Bootstrapping

Adam J Sullivan
Assistant Professor of Biostatistics
Brown University

Resampling Methods

Very popular tool in modern statistics.
Involvees drawing samples from data and calculating statistics in the sample.
Quick Example: Getting standard error and confidence intervals for non-normal data in linear regression

Resampling Methods

Why Resampling

SO far we have been using the validation or hold-out approach to estimate the prediction error of our predictive models.
This involves randomly dividing the available set of observations into two parts, a training set and a testing set (aka validation set).
Our statistical model is fit on the training set, and the fitted model is used to predict the responses for the observations in the validation set.

Why Resampling

The resulting validation set error rate (typically assessed using MSE in the case of a quantitative response) provides an estimate of the test error rate.
The validation set approach is conceptually simple and is easy to implement.
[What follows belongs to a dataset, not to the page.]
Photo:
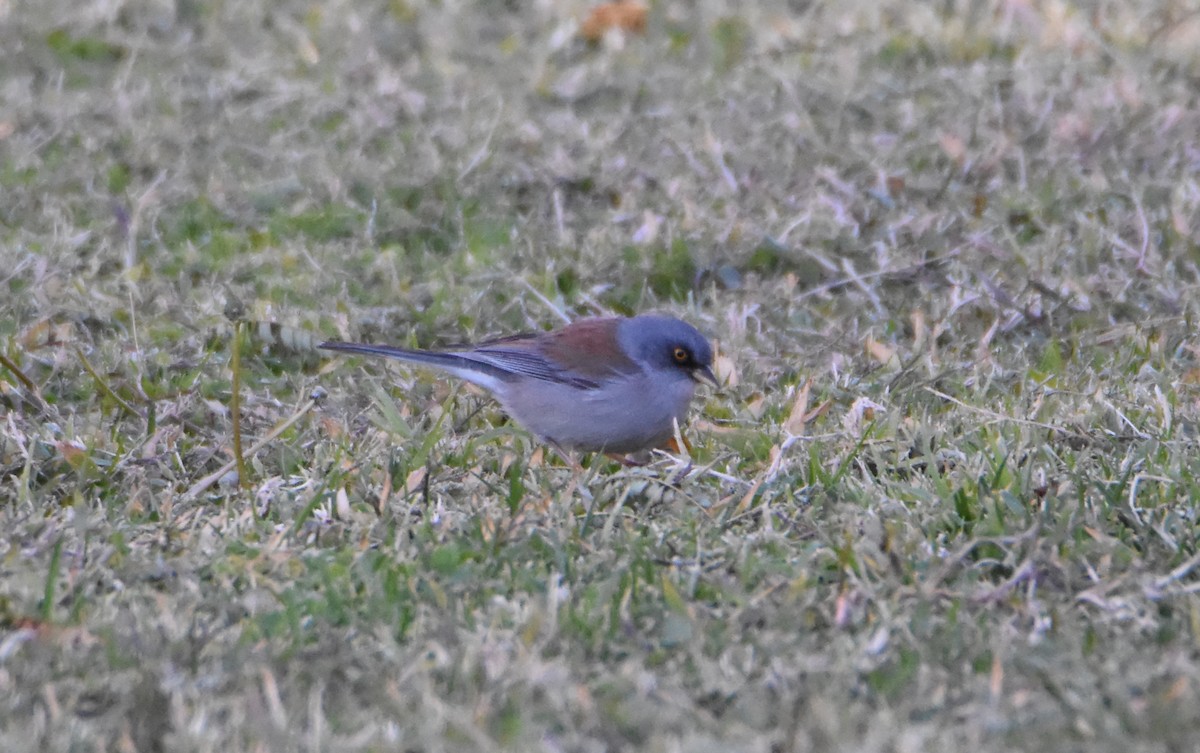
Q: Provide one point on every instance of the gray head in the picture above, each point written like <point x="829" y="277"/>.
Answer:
<point x="667" y="343"/>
But it has two potential drawbacks:

Bootstrapping

Bootstrapping is a widely applicable and extremely powerful statistical tool that can be used to quantify the uncertainty associated with a given estimator or statistical learning method.
As a simple example, bootstraping can be used to estimate the standard errors of the coefficients from a linear regression fit.
This may not seem necessary because we already achieve these through R, but bootstrapping may yield better standard errors.

Bootstrapping

Other statistical methods are not as simple to get errors from.
Bootstrapping can be a great way to understand variability.

What does it do?

Basically, bootstrapping treats the data as a population.
The we repeatedly draw independent samples to create bootstrapped datasets.
We sample with replacement, allowing observations to be sampled more than once.

How do we do this?

Each bootstrap data set \[Z^{*1}, Z^{*2}, \dots, Z^{*B}\] contains n observations, sampled with replacement from the original data set.
Each bootstrap is used to compute the estimated statistic we are interested in \(\hat\alpha^*\).

Then what?

We can then use all the bootstrapped data sets to compute the standard error of \[\hat\alpha^{*1}, \hat\alpha^{*2}, \dots, \hat\alpha^{*B}\] desired statistic as \[ SE_B(\hat\alpha) = \sqrt{\frac{1}{B-1}\sum^B_{r=1}\bigg(\hat\alpha^{*r}-\frac{1}{B}\sum^B_{r'=1}\hat\alpha^{*r'}\bigg)^2} \tag{4} \]
\[SE_B(\hat\alpha)\] serves as an estimate of the standard error of \[\hat\alpha\] estimated from the original data set.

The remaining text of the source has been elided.